孤島・オブ・ザ・デッド

 頭がガンガンする。吐きそうだ。けれど歩む足は止めない。俺の指は脅迫的にスマホの通話ボタンをタップし続ける。
 繋がれ。繋がれ。繋がれ。
 けれど、何度かけても通じない――俺の母親の安否は、未だにわからない。
 いったい、なにがどうなっている?
 藪内の母親を襲った暴漢たちと、警官がグルだったのか? でも、あの腹の傷。藪内が胸を撃つ前から警官は怪我をしていたようだった。あいつらに襲われた? 仲間じゃないのか? だが、そうだとしたら、なぜ俺たちを襲う?
 ――「生き返った」警官は、藪内に頭を警棒でめちゃくちゃに殴られ、ふたたび動きを止めた。
 早く逃げようと促す俺を無視して、藪内はしばらくそこに留まった。「確実に死んでいるか確認しなくちゃいけない」と言って。

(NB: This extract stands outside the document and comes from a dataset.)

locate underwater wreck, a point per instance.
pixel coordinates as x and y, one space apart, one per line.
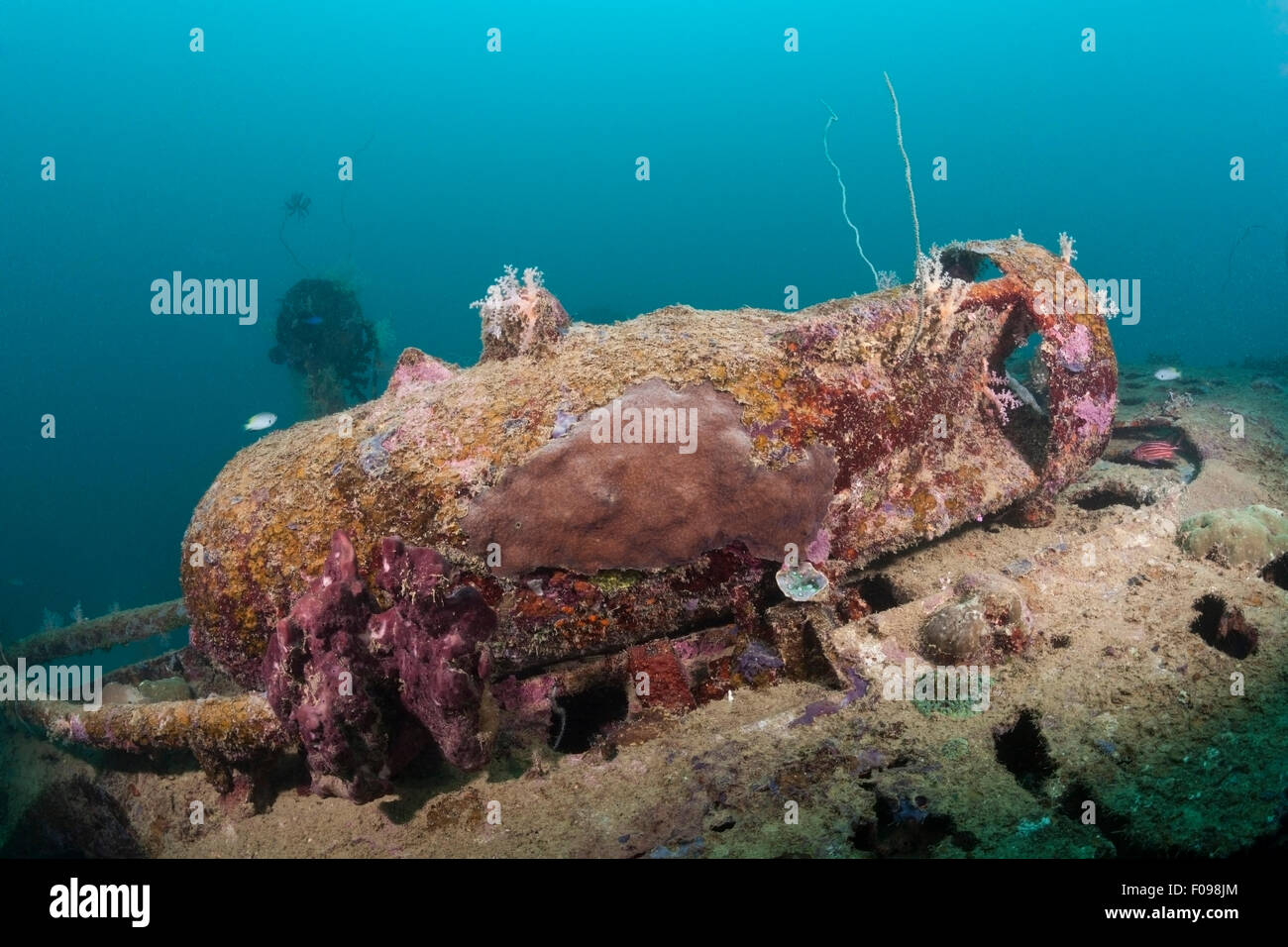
601 506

「もし生きてたら、オレたちの行為が過剰防衛だって証言されちゃいますからね」
「……クソ……」
 完全に、俺が藪内と口裏を合わせる前提だった。
 嘘をつかなければ、罪に問われる。嘘をついたら、自分の信念を裏切ることになる。
「最悪だ……俺の将来、台無しだ……」
 頭を抱える俺に、藪内は皮肉な口調で「惜しむ将来があるなんて、羨ましいなぁ」と言った。

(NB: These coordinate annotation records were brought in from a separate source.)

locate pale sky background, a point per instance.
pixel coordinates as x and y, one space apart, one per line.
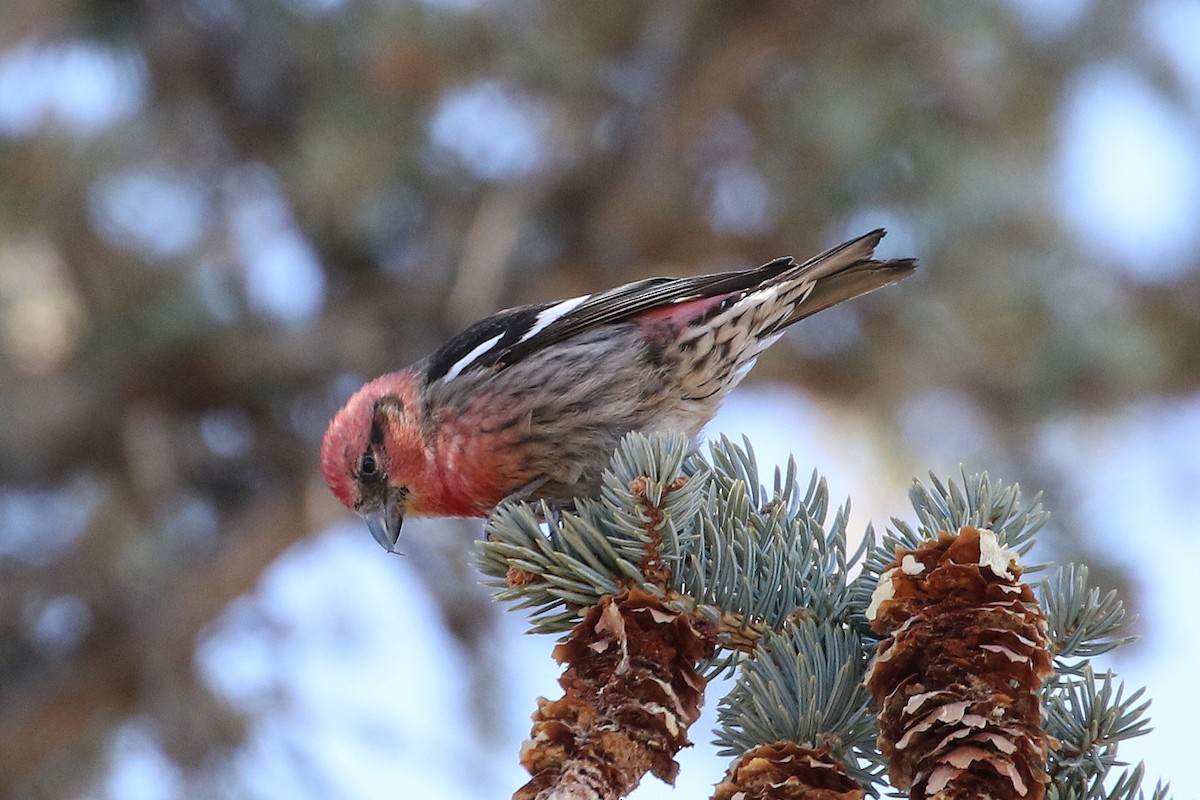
357 699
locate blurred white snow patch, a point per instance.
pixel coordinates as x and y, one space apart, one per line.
496 131
79 85
1134 479
1128 174
741 202
138 769
1043 19
154 209
282 274
345 667
947 428
1174 25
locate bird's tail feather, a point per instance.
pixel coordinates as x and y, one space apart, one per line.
843 272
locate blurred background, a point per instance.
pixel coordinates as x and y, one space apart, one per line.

「オレには将来の夢も、なんもねえもん。……でもオレたち、これで共犯者」
 睨みつけると、やつは心底楽しそうに喉の奥で笑った。
「一蓮托生、ですね?」
 俺は藪内が満足すると、すぐに駐在所を飛び出した。
 俺の自宅は島の東側にある。この島でなにが起きているのかはわからない。けれど、もし危険な目に遭っていなければ、母は予定どおり自宅に帰っているはずだ。
 繋がれ。
 スマホにかじりつく俺の後ろを、ふわふわとした足取りで藪内が追う。さっきから、なにやらずっと一人で話している。ヘラヘラと笑いながら。
「正直、いい気分ですよ。ざまあみろっていうか」
 オレ、昔、女みたいな名前でキモいとか言われて、いじめられてて。交番に駆け込んだことがあるんですよね。

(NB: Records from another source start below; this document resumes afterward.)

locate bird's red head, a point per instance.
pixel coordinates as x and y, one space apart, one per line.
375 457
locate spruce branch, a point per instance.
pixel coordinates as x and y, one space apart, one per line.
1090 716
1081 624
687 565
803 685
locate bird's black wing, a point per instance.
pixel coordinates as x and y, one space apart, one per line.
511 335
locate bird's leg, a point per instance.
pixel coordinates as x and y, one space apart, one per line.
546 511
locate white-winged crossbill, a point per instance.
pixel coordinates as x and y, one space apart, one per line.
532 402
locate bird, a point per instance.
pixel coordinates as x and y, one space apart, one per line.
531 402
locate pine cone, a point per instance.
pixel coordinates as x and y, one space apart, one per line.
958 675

 公園のトイレに閉じ込められて、上から色んなもんぶっかけられて。最初は公園に設置されてるゴミ箱から取ってきた残飯とかだったかな。そんで、放置されてた手持ち花火の燃えカスとそれ突っ込んだ水をかけられて。次に外から「マジかよ」「くせえ」って爆笑する声がしたから、やべえ犬かなんかのウンコぶっこまれると思って、いじめっ子が全身で押さえつけてる個室の扉に死ぬ気で体当たりして、なんとか逃げ出した。でもあいつら怒鳴りながら全員で追っかけてきて。そのうちの一人がエアガン持ってて、バンバン背中に撃ち込んでくるんすよ。このままじゃ殺されるかもって思ったから、公園の近くにある交番へ逃げ込んだんす。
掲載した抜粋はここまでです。